# EDA on Spotify global 2019 most-streamed tracks

## On Spotify and this dataset

#### Spotify is freemium audio streaming service launched on 2008. This dataset compiles the most streamed tracks on the year 2019 along with the characteristics of each track. You can look up more about the audio characteristics definitions given by Spotify on their website:  https://developer.spotify.com/documentation/web-api/reference/tracks/get-several-audio-features/

## The goal of this exploratory data analysis

#### Figure out the traits of the most listened songs on Spotify

## 1. Importing required libraries

In [None]:
# This Python 3 environment comes with many helpful analytics libraries installed
# It is defined by the kaggle/python docker image: https://github.com/kaggle/docker-python
# For example, here's several helpful packages to load in 

import numpy as np # linear algebra
import pandas as pd # data processing, CSV file I/O (e.g. pd.read_csv)

# Input data files are available in the "../input/" directory.
# For example, running this (by clicking run or pressing Shift+Enter) will list all files under the input directory

import os
for dirname, _, filenames in os.walk('/kaggle/input'):
    for filename in filenames:
        print(os.path.join(dirname, filename))

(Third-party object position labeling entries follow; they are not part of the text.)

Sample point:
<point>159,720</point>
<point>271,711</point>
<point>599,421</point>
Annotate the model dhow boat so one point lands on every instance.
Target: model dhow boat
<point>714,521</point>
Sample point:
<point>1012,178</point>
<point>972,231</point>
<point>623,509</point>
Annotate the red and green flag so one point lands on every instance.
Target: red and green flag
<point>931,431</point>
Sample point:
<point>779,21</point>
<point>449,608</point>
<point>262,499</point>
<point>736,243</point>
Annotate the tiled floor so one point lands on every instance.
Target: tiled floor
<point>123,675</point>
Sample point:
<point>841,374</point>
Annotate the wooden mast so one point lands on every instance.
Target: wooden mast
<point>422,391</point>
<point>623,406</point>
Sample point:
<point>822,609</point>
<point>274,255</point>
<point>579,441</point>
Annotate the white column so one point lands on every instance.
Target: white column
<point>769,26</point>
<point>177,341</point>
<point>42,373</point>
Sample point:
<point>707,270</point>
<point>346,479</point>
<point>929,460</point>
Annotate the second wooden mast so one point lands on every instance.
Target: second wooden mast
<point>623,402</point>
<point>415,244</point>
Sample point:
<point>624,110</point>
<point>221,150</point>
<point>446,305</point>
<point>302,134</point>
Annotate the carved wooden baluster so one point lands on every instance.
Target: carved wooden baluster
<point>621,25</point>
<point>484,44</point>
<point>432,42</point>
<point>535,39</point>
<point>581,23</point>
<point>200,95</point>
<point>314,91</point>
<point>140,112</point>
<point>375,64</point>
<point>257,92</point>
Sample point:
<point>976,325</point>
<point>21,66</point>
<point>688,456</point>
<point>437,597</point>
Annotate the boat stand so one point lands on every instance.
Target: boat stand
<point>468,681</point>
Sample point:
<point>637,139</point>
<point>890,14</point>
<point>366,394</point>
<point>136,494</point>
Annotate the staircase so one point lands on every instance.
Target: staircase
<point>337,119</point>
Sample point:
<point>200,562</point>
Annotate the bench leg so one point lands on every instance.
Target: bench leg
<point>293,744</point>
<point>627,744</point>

# Any results you write to the current directory are saved as output.

In [None]:
import seaborn as sns                       
import matplotlib.pyplot as plt             
%matplotlib inline     
sns.set(color_codes=True)

## 2. Displaying a preview of the dataset

In [None]:
df = pd.read_csv("/kaggle/input/spotify-global-2019-moststreamed-tracks/spotify_global_2019_most_streamed_tracks_audio_features.csv")
df.head(5)

In [None]:
df.tail(5)

In [None]:
df.dtypes

## 3. Cleaning the dataset of irrelevant columns for this analysis

In [None]:
new_df = df.drop(['Country', 'Track_id', 'URL', 'Artist_id', 'Artist_img'], axis=1)
new_df.head(10)

## 4. Correlation between numeric variables

In [None]:
f,ax = plt.subplots(figsize=(15, 15))
sns.heatmap(new_df.corr(), annot=True, linewidths=.5, fmt= '.1f',ax=ax)

With the heatmap above we can see the characteristics that are paired the most in the list of most-streamed tracks.

Those variables are loudness and energy (0.8 correlation), energy and valence* (0.4 correlation) and valence and danceability (0.3 correlation).

*Valence is defined by Spotify as a measure of musical positiveness. For more information visit:
https://developer.spotify.com/documentation/web-api/reference/tracks/get-several-audio-features/
https://web.archive.org/web/20170422195736/http://blog.echonest.com/post/66097438564/plotting-musics-emotional-valence-1950-2013

## 5. Mean Values of the tracks and conclusion

In [None]:
print("Mean value for danceability:", new_df['danceability'].mean())
sns.distplot(new_df['danceability'])
plt.show()
print("Mean value for energy:", new_df['energy'].mean())
sns.distplot(new_df['energy'])
plt.show()
print("Mean value for mode:", new_df['mode'].mean())
sns.distplot(new_df['mode'])
plt.show()
print("Mean value for speechiness:", new_df['speechiness'].mean())
sns.distplot(new_df['speechiness'])
plt.show()
print("Mean value for acousticness:", new_df['acousticness'].mean())
sns.distplot(new_df['acousticness'])
plt.show()
print("Mean value for instrumentalness:", new_df['instrumentalness'].mean())
sns.distplot(new_df['instrumentalness'])
plt.show()
print("Mean value for liveness:", new_df['liveness'].mean())
sns.distplot(new_df['liveness'])
plt.show()
print("Mean value for valence:", new_df['valence'].mean())
sns.distplot(new_df['valence'])
plt.show()

In [None]:
numeric = new_df.drop(['Rank','Streams','Artist_popularity', 'Artist_follower'], axis=1)
small = numeric.drop(['tempo','duration_ms','key', 'loudness', 'time_signature'], axis=1)
sns.set_palette('pastel')
small.mean().plot.bar()
plt.title('Mean Values of Audio Features')
plt.show()

As a conclusion, we can see on the graphic that danceability, energy and mode are the most common characteristics of the 2019 most streamed tracks on Spotify. We can infer from that that people tend to listen more to upbeat music which is represented by the mean values we have calculated.